The TypeScript types for collection should enforce proper schema shape, but the docs below explain what each part means.

Note: for now I recommend you define collections at the top level, like shown above, or even split them into their own modules. There's a problem with TypeScript typings if you define collections inline inside schema().

Requirements for a schema

Each schema needs a version. Whenever a change is made to the schema, the version must be incremented. Otherwise, Verdant will crash with an error.

Schemas also have a map of collections. These define what kinds of documents are stored in your database.

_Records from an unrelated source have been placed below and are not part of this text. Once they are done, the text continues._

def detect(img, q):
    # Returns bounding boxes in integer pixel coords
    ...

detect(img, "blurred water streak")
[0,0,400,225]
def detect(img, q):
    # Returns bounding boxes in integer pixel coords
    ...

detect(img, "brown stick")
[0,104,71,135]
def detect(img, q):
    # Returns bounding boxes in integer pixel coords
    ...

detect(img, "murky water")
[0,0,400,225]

Your schema can be multiple files, but the entry file (which you provide to the CLI) must have a default export which is a schema().

Requirements for a collection

Each collection needs the following:

  • name: a singular name for the collection.
  • primaryKey: specify which field name acts as the primary document key. Must be a string or number field.
  • fields: a map of root fields on the document. See below.

Additionally, you can add complex indexes for querying the collection:

  • indexes: freeform indexes which process the document into one indexed value (or an array of values) whenever it changes.
  • compounds: multi-value indexes which let you query multiple field values at once. Advanced feature.

See more on indexes here.

Types of fields

Here's a list of field types you can use in a collection, and their related options.

'string'

Defines a string field, as you'd expect.

Other options:

  • nullable: true: allows null as a valid value for this field.
  • default: string | (() => string): define a default value, or a function that returns a default value at create time.

'number'

Defines a number field, as you'd expect.

Other options:

  • nullable: true: allows null as a valid value for this field.
  • default: number | (() => number): define a default value, or a function that returns a default value at create time.

'boolean'

Defines a boolean field, as you'd expect.

Other options:

  • nullable: true: allows null as a valid value for this field.
  • default: boolean | (() => boolean): define a default value, or a function that returns a default value at create time.

'array'

Defines an array/list field. These can also act as sets. Arrays always default to empty.

Other options:

  • items: FieldSchema: a nested field schema definition which defines what each item in the array looks like.
  • nullable: true: allows null as a valid value for this field.

'object'

Defines an object/record field. Objects always default to empty. Objects have statically-defined keys, each of which can have its own unique sub-schema. For maps where keys aren't known until runtime, see 'map'.

Other options:

  • properties: { [Key: string]: FieldSchema }: an object of key->value pairs, where values are nested field schema definitions which defines what kind of data exists on that key.
  • nullable: true: allows null as a valid value for this field.

'map'

Defines a key-value map field, where keys are arbitrary and added at runtime, and values are given a known schema. Maps are never nullable and default empty.

Other options:

  • values: FieldSchema: defines the sub-schema for values in the map.

'file'

Defines a file field, which stores a file.

Other options:

  • nullable: true: allows null as a valid value for this field.
  • downloadRemote: true: instructs the client to download and store file fields which are synced from other devices. By default, the client will instead load the file over the network. Using this is a tradeoff which enables offline file usage, but increases storage use.

'any'

Opts out of schema checking for a field. An any field can have nested data and can be used just like any other field, but no TypeScript types will be applied, and no runtime validation will occur (note: runtime validation doesn't currently exist, anyway...)

Other options:

  • default: any | (() => any): define a default value for this field

Indexing Fields

In earlier versions of Verdant, you could index a field by adding indexed: true to it. To consolidate indexing, Verdant now requires all indexes to be specified in indexes or compounds. There's a new index definition to easily index a single field (with typechecking): { field: 'fieldName' }, which you can use instead.